Scatter plot showing the fold change of transcripts which were differentially expressed in differentially vulnerable motor neurons in the RNAseq performed by Murray et al., 2015 [16] and in the microarray study on differentially vulnerable motor neuron performed by Brockington et al., 2013 [17] (green), Kaplan et al., 2014 [19] (blue) and Hedlund et al., 2010 [18](red). Numbers denote number of number of common transcriptional screens within each quadrant of the plot. Note that the majority of changes occur with a common directional change i.e. fall within the bottom left or top right quadrant of the graph.
Table 6.
Mouse genes and their Drosophila homologue which were tested in the DVAPP-P58S Drosophila screen.
Fig 3.
In vivo validation of transcripts in a Drosophila model of ALS8.
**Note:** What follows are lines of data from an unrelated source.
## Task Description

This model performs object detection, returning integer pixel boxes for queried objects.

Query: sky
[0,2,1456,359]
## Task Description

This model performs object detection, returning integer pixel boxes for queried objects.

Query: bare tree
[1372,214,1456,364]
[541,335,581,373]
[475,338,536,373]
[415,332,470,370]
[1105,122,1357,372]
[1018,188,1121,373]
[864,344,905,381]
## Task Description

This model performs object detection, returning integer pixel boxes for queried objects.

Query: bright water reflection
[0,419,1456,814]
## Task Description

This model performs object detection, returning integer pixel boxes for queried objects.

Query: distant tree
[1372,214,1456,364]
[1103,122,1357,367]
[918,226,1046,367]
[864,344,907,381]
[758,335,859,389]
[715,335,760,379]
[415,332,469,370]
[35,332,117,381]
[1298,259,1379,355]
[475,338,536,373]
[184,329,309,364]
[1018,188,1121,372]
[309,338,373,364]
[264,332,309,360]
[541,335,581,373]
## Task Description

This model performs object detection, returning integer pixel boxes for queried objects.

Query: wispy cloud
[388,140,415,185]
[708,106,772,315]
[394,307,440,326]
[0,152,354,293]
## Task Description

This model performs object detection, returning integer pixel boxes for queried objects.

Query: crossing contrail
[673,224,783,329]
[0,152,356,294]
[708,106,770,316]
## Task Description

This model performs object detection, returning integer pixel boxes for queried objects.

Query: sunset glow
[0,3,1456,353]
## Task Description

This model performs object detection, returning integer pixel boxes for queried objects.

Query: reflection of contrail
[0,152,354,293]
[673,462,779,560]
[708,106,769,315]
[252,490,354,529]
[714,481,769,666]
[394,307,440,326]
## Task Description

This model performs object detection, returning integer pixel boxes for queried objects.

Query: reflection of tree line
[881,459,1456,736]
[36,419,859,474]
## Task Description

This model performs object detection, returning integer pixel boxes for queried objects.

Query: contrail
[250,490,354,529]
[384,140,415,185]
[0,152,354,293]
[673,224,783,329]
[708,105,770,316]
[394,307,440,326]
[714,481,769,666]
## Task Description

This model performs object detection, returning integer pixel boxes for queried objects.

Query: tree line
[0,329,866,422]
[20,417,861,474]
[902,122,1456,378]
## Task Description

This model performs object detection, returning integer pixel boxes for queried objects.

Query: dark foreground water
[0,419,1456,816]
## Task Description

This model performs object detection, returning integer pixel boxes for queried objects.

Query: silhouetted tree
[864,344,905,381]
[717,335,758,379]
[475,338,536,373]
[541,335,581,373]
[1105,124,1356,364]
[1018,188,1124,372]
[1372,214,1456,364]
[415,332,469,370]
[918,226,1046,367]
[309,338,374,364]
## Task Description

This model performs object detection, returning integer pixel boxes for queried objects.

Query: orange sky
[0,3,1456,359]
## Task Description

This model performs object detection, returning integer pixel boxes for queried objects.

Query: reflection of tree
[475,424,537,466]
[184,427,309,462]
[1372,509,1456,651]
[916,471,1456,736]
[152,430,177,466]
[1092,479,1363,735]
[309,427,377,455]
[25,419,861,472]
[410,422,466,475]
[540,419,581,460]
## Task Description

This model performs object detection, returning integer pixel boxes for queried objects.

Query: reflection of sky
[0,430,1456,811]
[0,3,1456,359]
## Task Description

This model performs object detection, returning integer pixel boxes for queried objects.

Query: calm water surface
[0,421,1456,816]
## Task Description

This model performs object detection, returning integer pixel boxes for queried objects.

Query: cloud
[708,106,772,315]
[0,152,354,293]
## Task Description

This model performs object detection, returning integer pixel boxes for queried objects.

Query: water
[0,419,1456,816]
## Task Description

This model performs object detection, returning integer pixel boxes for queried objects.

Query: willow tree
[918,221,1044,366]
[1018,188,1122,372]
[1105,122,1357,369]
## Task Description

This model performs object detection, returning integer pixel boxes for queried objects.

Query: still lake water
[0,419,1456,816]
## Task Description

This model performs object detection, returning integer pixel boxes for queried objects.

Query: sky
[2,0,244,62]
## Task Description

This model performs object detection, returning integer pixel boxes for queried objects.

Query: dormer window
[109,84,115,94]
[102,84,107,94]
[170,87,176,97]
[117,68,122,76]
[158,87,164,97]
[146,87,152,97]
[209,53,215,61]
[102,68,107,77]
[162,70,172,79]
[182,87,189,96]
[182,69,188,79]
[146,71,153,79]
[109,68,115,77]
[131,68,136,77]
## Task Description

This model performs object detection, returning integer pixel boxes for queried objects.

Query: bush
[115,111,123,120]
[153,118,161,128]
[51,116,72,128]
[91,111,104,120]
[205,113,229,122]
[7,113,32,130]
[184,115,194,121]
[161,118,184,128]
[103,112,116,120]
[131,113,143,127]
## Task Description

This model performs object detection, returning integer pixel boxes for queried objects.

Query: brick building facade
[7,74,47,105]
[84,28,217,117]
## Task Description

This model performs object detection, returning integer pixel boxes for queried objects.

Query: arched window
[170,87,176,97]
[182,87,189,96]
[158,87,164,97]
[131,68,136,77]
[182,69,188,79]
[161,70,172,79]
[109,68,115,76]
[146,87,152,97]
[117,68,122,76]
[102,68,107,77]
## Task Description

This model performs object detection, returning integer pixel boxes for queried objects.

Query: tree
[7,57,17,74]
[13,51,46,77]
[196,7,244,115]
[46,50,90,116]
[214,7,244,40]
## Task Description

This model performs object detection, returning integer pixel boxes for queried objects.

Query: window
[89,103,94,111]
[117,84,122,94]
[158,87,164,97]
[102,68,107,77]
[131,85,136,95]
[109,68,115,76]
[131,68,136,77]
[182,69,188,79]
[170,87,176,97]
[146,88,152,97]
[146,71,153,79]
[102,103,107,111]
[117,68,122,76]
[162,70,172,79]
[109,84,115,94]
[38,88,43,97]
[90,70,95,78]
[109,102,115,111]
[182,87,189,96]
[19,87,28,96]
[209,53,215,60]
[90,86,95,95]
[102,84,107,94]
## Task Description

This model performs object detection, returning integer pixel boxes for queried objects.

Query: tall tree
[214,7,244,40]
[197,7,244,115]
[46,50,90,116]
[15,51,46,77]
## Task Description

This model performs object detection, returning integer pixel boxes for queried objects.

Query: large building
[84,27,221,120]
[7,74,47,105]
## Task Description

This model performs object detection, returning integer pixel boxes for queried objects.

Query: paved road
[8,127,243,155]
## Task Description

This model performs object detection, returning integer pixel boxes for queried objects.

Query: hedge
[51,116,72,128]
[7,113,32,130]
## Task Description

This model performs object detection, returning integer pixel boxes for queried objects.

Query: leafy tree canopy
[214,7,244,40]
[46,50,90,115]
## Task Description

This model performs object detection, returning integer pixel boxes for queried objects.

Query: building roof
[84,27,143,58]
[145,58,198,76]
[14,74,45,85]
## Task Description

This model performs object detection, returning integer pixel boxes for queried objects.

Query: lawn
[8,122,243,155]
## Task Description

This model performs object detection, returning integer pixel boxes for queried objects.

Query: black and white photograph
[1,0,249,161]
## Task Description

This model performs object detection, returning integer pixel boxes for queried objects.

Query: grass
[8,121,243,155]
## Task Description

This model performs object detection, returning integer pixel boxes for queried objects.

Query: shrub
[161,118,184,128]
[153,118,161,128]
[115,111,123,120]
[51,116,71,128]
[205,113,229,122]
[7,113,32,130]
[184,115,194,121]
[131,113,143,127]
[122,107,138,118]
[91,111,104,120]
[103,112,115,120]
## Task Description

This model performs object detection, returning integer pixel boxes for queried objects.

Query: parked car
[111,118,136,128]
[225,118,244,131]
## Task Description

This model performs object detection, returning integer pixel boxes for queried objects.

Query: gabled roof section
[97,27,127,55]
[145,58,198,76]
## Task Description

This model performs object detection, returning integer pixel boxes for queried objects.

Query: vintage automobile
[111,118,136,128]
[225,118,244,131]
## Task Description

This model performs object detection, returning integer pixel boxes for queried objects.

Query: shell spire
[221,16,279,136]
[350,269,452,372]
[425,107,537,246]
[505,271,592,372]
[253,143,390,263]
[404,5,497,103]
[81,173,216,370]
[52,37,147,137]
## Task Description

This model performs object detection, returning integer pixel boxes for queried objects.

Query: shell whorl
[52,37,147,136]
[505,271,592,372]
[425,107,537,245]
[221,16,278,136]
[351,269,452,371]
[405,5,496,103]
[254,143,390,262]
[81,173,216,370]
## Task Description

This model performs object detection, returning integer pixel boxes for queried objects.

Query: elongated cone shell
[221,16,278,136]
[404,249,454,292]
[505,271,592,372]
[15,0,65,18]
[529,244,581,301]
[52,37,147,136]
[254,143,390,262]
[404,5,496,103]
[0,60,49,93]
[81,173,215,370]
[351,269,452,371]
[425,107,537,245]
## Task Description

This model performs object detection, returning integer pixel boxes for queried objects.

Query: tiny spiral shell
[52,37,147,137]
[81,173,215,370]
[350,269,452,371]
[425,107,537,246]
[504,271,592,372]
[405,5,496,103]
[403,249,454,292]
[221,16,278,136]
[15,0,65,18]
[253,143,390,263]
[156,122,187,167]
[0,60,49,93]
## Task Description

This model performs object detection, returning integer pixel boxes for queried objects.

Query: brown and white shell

A) Images show eyes from wild-type, DVAP-P58S (carrying ALS8 patient mutation), DVAP-P58S Dfd (AL8 patient mutation with decreased expression of Dfd, the Drosophila homologue of Hoxc4) and DVAP-P58S Dfd (AL8 patient mutation with decreased expression of Nrbp1) Drosophila. Note the decrease in eye size observed in DVAP-P58S flies. This phenotype was supressed by decreased expression of dfd, and enhanced by decreased expression of Nrbp1. B) Bar chart (Mean ± SEM) showing the area (mm2) of the eye in Drosophila lines which over or under express specified transcripts in DVAP-P58S flies. *** P<0.001, **P<0.01 by ANOVA with Holm-Sidak’s post hoc test. N = approx. 12 flies per group with each value reflecting average of 2 eyes per fly. C) Table details the transcripts which were identified as modifiers of the eye phenotype in DVAP-P58S flies, denoting the Drosphila official gene symbol, the official gene symbol of the mouse homologue and the directional change observed in vulnerable motor neurons in the independent transcriptional screens [16–19]. For those transcripts which were decreased in vulnerable motor neurons, their expression was increased in DVAP-P58S flies, and for those transcripts which were increased in vulnerable motor neurons, their expression was decreased in DVAP-P58S flies.
Fig 4.
Overexpression of SNCA ameliorate phenotype and neuromuscular junction pathology in the Smn2B/- mouse model of SMA.
A, B) Kaplan Maier plot (A) and weight curve (B) showing profile of control (Smn2B/+; black) and untreated Smn2B/- (red) compared to mice treated with a low dose (1e11; blue) or high dose (3e11; green) of AAV9 expressing SNCA. Note that while the low dose only increases weight gain (Student’s t-test p < 0.0001, the high dose of AAV9-SNCA significantly increased weight (Student’s t-test p<0.0001) and lifespan in the Smn2B/- mouse model (Mantel-Cox Survival Curve Comparison Test p = 00027). C) Confocal micrographs showing NMJs with the pre-synaptic terminal labeled with antibodies against neurofilament (NF; red) and synaptic vesicle protein 2 (red) and the muscle endplate labeled with alpha-bungarotoxin (green) from the transversus abdominis muscle from P18 mice. Note the presence of fully (arrowhead) and partially (arrow) denervated endplates in the untreated Smn2B/- mouse which were less commonly observed in the Smn2B/- mouse treated with high dose AAV9-SNCA. Scale bar = 20μm. D) Bar chart ± SEM showing the increase in the percentage of fully occupied endplates in untreated Smn2B/- mice (black bars) compared to Smn2B/- treated with high dose AAV9-SNCA. *** P <0.001 by Mann-Whitney U test where n = 4/8 mice/muscles per group.